When the pandemic was declared in March of 2020, states rushed to find solutions to care delivery deficits. States applied for waivers related to federal program requirements and eased technology restrictions to expand the number of Medicaid services available via telemedicine and telehealth. While some providers had previously used telemedicine for limited services such as behavioral health, the pandemic drove decisions to expand its use for services where in-person care had been required. The significant shift in service delivery and demand due to the pandemic resulted in new program integrity issues. To address these challenges, the Texas OIG is working with providers, managed care organizations, other HHS agencies and industry associations to help identify risks and collaboratively develop solutions. Below presented are areas of potential risk identified as a result of this collaboration:
- Spikes in Provider Reimbursement. Texas provider reimbursement for telemedicine and telehealth averaged less than $800,000 per month in 2019. By April of 2020, in the first full month following declaration of a Public Health Emergency, reimbursements jumped to $43 million and averaged more than $37 million for the balance of 2020. To assist providers and MCOs, Texas Medicaid and CHIP Services provided guidelines to MCOs to determine if billed telemedicine services should be reimburse including:
- Medical necessity;
- Clinical efficacy;
- Cost- effectiveness; and
- Whether the telemedicine service is provided in accordance with the law and contract requirements applicable to the provision of the same health care service provided in person.
- Changes in Provider Billing Patterns. Certain billing patterns that changed during the pandemic has created some red flags for fraud investigators:
- A change in the frequency of appointments (before and during the pandemic) can indicate possible suspicious activity. If a provider calls a patient as a “follow-up” within the same week as a telemedicine visit and then bills the follow-up using an evaluation and management (E&M) code, this type of billing can raise questions.
- Providers who do follow up calls to patients who are not in active treatment is another red flag for overbilling.
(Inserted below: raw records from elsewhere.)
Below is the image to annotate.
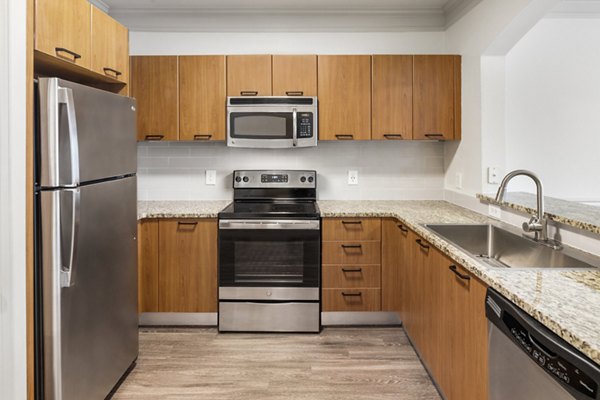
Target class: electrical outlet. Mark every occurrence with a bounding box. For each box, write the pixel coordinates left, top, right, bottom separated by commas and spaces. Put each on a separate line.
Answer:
206, 169, 217, 185
348, 169, 358, 185
454, 172, 462, 189
488, 204, 502, 219
488, 167, 500, 184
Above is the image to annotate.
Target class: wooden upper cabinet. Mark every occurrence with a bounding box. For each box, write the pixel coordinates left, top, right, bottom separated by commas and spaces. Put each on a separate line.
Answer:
35, 0, 91, 69
317, 55, 371, 140
131, 56, 178, 140
273, 55, 317, 96
227, 55, 272, 96
92, 6, 129, 83
158, 219, 217, 312
372, 55, 413, 140
413, 55, 460, 140
179, 56, 227, 140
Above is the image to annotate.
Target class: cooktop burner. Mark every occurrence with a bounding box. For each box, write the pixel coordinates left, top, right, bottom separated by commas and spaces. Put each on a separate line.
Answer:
219, 201, 319, 219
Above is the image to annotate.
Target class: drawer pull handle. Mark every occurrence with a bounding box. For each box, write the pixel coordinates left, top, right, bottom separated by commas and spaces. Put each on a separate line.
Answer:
54, 47, 81, 62
146, 135, 165, 140
104, 67, 123, 78
415, 239, 429, 250
335, 135, 354, 140
383, 133, 402, 140
448, 265, 471, 281
194, 134, 212, 140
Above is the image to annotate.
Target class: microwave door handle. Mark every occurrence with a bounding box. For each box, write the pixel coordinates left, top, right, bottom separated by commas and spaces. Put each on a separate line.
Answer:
292, 108, 298, 147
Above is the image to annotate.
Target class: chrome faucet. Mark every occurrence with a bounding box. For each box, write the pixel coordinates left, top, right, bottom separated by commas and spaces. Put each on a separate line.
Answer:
496, 169, 548, 242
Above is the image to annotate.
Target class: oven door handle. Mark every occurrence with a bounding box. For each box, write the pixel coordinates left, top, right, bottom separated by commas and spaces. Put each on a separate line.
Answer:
219, 219, 321, 230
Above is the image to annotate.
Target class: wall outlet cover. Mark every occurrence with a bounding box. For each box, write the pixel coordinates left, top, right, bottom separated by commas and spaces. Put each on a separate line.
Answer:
348, 169, 358, 185
206, 169, 217, 185
488, 204, 502, 219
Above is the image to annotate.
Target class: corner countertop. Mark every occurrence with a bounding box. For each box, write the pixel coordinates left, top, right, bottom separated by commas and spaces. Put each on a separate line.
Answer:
138, 200, 600, 364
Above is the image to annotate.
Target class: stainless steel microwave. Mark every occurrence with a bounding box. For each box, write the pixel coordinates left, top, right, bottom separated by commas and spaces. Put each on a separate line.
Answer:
227, 96, 318, 149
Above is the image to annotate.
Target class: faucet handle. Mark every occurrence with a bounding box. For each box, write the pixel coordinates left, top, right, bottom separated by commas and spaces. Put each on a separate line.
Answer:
523, 217, 543, 232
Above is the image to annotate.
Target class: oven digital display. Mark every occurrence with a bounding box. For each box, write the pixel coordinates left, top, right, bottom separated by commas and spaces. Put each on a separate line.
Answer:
260, 174, 288, 183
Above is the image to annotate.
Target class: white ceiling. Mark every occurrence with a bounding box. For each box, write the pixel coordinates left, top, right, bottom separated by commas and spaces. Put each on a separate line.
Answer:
95, 0, 488, 32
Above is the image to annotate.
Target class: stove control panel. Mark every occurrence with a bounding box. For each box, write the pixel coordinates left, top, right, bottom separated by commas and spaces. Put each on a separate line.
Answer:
233, 170, 317, 189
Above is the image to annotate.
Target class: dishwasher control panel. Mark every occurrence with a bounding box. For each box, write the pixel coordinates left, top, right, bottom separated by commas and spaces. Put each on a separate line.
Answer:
486, 298, 598, 399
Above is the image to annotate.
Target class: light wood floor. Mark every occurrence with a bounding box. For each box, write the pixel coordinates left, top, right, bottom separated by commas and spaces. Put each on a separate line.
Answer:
113, 327, 440, 400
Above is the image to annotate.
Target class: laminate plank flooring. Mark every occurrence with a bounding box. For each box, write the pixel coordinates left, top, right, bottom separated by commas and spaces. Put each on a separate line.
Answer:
113, 327, 440, 400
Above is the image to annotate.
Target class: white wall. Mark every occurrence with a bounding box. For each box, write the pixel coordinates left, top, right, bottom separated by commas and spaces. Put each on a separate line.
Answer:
506, 18, 600, 201
130, 32, 445, 199
138, 141, 444, 200
0, 0, 26, 400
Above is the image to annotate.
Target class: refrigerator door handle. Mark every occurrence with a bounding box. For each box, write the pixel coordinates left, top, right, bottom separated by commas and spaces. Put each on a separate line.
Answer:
57, 87, 80, 187
60, 189, 81, 287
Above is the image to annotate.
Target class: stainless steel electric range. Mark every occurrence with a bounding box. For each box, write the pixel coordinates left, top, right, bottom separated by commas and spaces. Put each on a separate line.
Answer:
219, 170, 321, 332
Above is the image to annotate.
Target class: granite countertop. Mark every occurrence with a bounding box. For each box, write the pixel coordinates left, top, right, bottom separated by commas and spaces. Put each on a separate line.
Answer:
138, 200, 231, 219
138, 200, 600, 364
477, 192, 600, 234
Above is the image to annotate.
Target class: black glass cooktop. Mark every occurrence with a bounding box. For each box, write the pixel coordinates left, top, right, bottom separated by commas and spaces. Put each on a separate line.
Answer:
219, 201, 319, 218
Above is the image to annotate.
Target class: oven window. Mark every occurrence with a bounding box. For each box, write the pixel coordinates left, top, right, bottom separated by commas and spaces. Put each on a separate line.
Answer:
219, 229, 321, 287
230, 113, 294, 139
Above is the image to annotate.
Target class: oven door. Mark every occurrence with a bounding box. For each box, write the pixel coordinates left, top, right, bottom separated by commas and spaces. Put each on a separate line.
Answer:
219, 220, 321, 290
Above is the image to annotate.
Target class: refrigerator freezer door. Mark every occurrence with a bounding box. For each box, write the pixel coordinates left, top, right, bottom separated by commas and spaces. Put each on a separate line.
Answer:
39, 177, 138, 400
36, 78, 137, 188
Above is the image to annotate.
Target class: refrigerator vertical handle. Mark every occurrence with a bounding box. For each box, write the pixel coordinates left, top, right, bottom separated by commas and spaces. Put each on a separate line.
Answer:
60, 188, 81, 287
57, 87, 79, 186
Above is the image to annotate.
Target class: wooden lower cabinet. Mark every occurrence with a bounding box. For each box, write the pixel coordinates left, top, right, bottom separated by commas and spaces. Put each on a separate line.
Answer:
398, 227, 488, 400
138, 218, 217, 312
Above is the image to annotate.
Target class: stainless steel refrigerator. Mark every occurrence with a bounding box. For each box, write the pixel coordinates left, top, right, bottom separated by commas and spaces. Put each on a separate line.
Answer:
35, 78, 138, 400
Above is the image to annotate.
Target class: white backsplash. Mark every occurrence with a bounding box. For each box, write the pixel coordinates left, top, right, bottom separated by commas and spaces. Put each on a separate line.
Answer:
138, 141, 444, 200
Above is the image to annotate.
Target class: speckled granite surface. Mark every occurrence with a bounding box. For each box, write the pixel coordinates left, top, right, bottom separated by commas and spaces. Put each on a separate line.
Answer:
477, 192, 600, 234
138, 200, 231, 219
138, 201, 600, 364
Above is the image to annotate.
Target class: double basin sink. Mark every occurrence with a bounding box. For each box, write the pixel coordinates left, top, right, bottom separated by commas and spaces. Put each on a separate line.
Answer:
424, 224, 600, 270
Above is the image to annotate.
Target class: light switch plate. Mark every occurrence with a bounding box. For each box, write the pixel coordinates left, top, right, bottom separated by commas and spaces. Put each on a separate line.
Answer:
206, 169, 217, 185
348, 169, 358, 185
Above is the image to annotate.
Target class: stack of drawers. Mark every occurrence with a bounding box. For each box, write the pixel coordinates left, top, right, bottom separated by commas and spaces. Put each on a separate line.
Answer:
322, 218, 381, 311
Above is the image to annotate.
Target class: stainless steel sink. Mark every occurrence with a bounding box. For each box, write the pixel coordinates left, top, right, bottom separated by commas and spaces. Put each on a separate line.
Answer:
425, 224, 600, 269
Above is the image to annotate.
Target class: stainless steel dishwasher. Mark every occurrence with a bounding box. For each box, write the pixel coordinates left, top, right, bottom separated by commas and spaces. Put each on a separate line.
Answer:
485, 289, 600, 400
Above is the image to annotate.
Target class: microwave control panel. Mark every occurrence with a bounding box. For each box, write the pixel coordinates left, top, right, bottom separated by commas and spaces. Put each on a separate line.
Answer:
297, 112, 313, 139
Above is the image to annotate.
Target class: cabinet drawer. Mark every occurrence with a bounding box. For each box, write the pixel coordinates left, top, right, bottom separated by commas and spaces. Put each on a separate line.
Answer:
323, 218, 381, 240
323, 265, 381, 288
322, 288, 381, 311
322, 241, 381, 264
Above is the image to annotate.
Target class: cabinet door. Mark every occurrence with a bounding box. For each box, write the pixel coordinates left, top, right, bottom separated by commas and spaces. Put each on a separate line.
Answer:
179, 56, 227, 140
439, 258, 488, 400
92, 6, 129, 83
138, 220, 158, 313
158, 219, 217, 312
317, 56, 371, 140
131, 56, 178, 140
227, 55, 271, 96
413, 55, 460, 140
273, 55, 317, 96
381, 219, 408, 312
372, 55, 413, 140
35, 0, 91, 69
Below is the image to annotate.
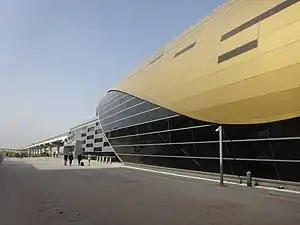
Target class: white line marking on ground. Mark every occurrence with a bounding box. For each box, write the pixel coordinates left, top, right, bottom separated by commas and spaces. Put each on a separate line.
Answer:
123, 166, 300, 194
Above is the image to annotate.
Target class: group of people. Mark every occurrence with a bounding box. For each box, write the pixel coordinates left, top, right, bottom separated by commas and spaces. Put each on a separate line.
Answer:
64, 152, 91, 166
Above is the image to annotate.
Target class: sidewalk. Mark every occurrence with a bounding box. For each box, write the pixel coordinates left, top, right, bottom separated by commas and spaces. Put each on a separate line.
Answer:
4, 157, 122, 170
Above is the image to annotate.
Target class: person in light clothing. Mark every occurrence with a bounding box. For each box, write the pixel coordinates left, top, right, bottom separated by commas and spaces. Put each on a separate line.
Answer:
88, 154, 92, 166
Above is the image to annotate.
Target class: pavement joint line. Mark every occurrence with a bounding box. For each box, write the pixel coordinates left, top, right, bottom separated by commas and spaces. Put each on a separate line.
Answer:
123, 166, 300, 195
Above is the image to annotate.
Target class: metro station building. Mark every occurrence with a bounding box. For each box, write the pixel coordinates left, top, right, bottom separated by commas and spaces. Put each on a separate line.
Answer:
97, 0, 300, 182
22, 0, 300, 182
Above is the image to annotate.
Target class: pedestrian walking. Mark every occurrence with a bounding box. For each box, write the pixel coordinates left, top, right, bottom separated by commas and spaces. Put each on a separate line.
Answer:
77, 153, 82, 166
64, 153, 68, 166
69, 152, 74, 166
88, 154, 92, 166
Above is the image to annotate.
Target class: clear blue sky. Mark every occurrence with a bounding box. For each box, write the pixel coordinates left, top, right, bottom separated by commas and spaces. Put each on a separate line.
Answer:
0, 0, 224, 147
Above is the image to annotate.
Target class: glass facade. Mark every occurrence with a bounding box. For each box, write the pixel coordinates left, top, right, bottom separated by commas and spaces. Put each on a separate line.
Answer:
97, 91, 300, 182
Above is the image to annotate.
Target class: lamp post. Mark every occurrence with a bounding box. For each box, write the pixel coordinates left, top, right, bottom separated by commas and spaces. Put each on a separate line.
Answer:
216, 126, 224, 186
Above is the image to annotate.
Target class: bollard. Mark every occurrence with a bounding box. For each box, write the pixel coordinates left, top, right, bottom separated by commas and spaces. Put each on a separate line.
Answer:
246, 171, 252, 187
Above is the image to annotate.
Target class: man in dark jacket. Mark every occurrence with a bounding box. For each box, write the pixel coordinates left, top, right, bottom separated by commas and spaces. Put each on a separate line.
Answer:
77, 153, 82, 166
69, 152, 74, 166
64, 153, 68, 166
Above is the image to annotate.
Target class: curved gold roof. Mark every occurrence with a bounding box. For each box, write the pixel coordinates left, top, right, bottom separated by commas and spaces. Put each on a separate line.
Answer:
113, 0, 300, 124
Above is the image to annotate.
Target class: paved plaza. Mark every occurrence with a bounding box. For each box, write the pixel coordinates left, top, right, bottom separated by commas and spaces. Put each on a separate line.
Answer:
0, 159, 300, 225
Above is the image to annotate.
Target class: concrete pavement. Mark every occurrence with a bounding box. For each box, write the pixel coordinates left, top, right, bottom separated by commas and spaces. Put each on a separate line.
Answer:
0, 159, 300, 225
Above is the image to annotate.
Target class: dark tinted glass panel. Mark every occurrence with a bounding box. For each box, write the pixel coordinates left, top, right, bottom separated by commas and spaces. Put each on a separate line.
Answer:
100, 96, 143, 120
126, 126, 138, 135
170, 129, 193, 143
139, 133, 170, 144
95, 129, 102, 134
86, 135, 94, 140
194, 143, 219, 157
270, 140, 300, 161
94, 147, 102, 152
276, 162, 300, 182
192, 126, 219, 141
95, 138, 103, 143
117, 128, 127, 137
137, 119, 169, 134
103, 108, 174, 132
224, 125, 269, 140
99, 94, 132, 117
101, 102, 155, 125
109, 136, 138, 146
221, 0, 299, 41
88, 127, 95, 132
267, 118, 300, 137
218, 40, 258, 63
174, 41, 196, 58
148, 54, 163, 65
224, 141, 272, 159
169, 116, 194, 129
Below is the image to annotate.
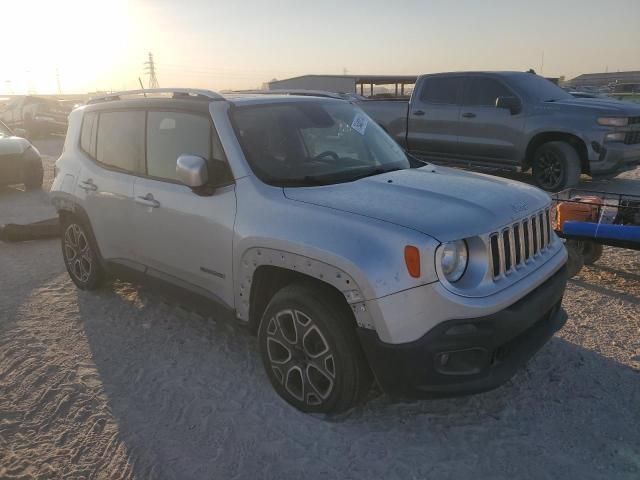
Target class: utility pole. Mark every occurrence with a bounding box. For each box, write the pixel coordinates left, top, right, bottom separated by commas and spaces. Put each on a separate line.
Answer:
144, 52, 160, 88
56, 67, 62, 95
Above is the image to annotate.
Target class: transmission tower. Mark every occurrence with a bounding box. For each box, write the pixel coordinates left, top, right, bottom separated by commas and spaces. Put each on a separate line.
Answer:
144, 52, 160, 88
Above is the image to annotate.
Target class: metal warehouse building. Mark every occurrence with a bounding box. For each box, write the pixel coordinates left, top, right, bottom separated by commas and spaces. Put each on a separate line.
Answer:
269, 75, 418, 96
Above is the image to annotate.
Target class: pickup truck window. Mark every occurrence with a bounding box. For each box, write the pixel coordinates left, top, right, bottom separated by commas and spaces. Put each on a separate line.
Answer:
509, 73, 573, 102
232, 100, 412, 186
420, 76, 464, 105
462, 77, 513, 107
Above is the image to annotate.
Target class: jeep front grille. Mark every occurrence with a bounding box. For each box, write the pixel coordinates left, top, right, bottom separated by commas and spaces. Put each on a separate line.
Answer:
489, 208, 551, 278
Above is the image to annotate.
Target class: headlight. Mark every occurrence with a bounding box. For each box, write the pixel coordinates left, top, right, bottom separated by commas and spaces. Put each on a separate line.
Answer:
440, 240, 469, 283
598, 117, 629, 127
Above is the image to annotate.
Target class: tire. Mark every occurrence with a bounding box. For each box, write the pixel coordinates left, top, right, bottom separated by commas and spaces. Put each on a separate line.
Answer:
582, 240, 603, 265
60, 215, 106, 290
258, 283, 372, 413
532, 142, 582, 192
565, 240, 584, 278
24, 164, 44, 190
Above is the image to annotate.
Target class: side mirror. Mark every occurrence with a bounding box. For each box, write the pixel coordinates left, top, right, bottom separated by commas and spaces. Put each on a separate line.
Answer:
496, 97, 522, 115
176, 155, 209, 188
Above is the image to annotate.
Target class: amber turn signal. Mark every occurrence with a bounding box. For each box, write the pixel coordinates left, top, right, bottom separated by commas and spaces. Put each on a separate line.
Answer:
404, 245, 420, 278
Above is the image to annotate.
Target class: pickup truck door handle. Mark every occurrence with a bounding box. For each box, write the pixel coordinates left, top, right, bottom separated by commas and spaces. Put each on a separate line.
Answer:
136, 193, 160, 208
78, 178, 98, 192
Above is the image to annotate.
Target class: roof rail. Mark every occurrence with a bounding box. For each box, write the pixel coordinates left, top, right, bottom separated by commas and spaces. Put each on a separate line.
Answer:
87, 88, 224, 105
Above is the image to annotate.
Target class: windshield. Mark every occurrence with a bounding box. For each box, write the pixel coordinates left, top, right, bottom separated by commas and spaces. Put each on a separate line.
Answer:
513, 73, 573, 102
232, 100, 417, 186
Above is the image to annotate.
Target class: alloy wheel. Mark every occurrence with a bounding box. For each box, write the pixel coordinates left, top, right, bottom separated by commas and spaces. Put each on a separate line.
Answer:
535, 151, 562, 189
64, 223, 92, 283
266, 309, 336, 406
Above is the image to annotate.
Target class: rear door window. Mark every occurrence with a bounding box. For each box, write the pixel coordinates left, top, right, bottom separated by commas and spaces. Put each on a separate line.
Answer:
96, 110, 145, 173
420, 76, 464, 105
463, 77, 513, 107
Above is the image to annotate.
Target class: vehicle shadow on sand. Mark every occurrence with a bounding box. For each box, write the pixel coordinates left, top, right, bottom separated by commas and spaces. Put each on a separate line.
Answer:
78, 282, 640, 479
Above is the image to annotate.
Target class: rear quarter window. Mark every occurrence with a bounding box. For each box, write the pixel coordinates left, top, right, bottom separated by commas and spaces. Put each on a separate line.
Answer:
420, 76, 464, 105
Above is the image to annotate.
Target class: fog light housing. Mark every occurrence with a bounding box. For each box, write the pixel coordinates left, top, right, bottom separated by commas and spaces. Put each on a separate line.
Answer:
435, 347, 490, 375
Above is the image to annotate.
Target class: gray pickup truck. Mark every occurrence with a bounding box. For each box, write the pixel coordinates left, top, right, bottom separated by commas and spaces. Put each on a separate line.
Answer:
359, 72, 640, 191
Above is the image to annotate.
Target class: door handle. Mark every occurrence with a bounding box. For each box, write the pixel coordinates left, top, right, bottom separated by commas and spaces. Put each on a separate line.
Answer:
78, 178, 98, 192
136, 193, 160, 208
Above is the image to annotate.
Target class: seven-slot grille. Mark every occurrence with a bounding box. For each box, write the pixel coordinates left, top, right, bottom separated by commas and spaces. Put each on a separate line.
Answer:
489, 208, 551, 278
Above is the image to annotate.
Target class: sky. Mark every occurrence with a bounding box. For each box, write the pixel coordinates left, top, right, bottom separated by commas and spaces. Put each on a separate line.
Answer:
0, 0, 640, 94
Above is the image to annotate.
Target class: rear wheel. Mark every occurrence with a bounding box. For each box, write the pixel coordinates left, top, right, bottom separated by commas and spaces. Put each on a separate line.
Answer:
532, 142, 581, 192
60, 215, 105, 290
258, 284, 372, 413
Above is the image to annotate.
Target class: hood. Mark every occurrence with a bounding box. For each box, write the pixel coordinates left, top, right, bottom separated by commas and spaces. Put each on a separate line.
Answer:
0, 136, 31, 156
545, 98, 640, 117
284, 165, 550, 242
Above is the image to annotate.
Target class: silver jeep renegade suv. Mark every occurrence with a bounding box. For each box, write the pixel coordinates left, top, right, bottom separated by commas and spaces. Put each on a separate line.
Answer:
51, 89, 567, 412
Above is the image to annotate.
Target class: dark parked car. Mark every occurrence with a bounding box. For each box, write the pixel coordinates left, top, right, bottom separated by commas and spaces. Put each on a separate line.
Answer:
360, 72, 640, 191
0, 122, 43, 189
0, 95, 71, 139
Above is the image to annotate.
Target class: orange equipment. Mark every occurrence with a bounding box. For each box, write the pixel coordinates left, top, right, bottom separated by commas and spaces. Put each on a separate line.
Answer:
555, 195, 602, 230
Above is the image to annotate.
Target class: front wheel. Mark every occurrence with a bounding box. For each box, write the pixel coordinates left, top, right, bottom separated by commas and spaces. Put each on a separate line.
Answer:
60, 216, 105, 290
258, 284, 371, 413
532, 142, 581, 192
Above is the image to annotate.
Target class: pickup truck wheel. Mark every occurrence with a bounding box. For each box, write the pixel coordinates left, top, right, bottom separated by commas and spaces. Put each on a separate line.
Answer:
258, 284, 371, 413
60, 216, 105, 290
532, 142, 581, 192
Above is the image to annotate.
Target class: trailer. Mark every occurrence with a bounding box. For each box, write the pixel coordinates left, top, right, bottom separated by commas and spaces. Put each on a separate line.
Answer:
552, 188, 640, 277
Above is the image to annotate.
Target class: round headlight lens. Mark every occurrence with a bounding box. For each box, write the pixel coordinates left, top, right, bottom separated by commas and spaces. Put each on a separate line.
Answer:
440, 240, 469, 283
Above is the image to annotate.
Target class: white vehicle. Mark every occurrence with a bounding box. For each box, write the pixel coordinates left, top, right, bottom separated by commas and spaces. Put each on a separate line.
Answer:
51, 89, 567, 412
0, 122, 43, 190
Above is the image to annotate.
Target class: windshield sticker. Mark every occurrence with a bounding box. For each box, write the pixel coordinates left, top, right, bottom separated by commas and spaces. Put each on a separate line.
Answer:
351, 113, 369, 135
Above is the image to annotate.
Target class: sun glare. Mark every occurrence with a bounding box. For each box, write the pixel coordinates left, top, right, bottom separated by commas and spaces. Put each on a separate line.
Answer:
0, 0, 138, 93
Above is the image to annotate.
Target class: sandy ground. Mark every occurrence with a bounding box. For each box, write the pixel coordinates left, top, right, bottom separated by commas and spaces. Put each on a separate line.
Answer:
0, 137, 640, 479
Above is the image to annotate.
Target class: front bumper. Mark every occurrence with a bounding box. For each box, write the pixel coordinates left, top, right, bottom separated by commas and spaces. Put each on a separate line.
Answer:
589, 143, 640, 176
358, 267, 567, 398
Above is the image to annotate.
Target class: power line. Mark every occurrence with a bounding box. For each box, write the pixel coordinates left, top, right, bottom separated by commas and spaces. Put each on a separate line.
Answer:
144, 52, 160, 88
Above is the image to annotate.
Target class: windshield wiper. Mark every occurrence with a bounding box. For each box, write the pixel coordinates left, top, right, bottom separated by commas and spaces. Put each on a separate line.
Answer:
350, 167, 404, 181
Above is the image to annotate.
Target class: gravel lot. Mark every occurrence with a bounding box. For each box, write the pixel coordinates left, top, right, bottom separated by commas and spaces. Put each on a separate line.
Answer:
0, 140, 640, 479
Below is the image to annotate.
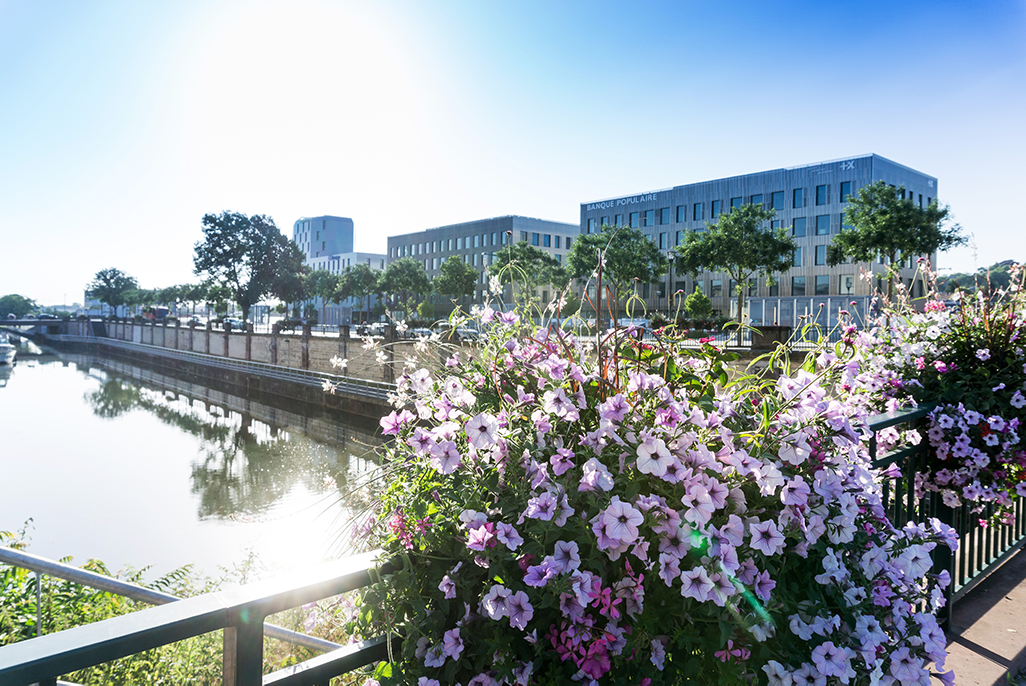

- Providers who bill impossible hours. Using timed procedure codes, providers are flagged for an excess of 24 billed hours in a day.
As emphasized throughout the quarterly report, enforcement agencies such as the Texas OIG continue to evolve to meet the program integrity challenges created by the pandemic. The OIG’s clear commitment of time and resources needed to develop a data-driven fraud analytics program (as well as collaboration with other national fraud associations and fraud prevention experts) optimizes the opportunity for Texas to meet the ongoing challenges spawned by the pandemic.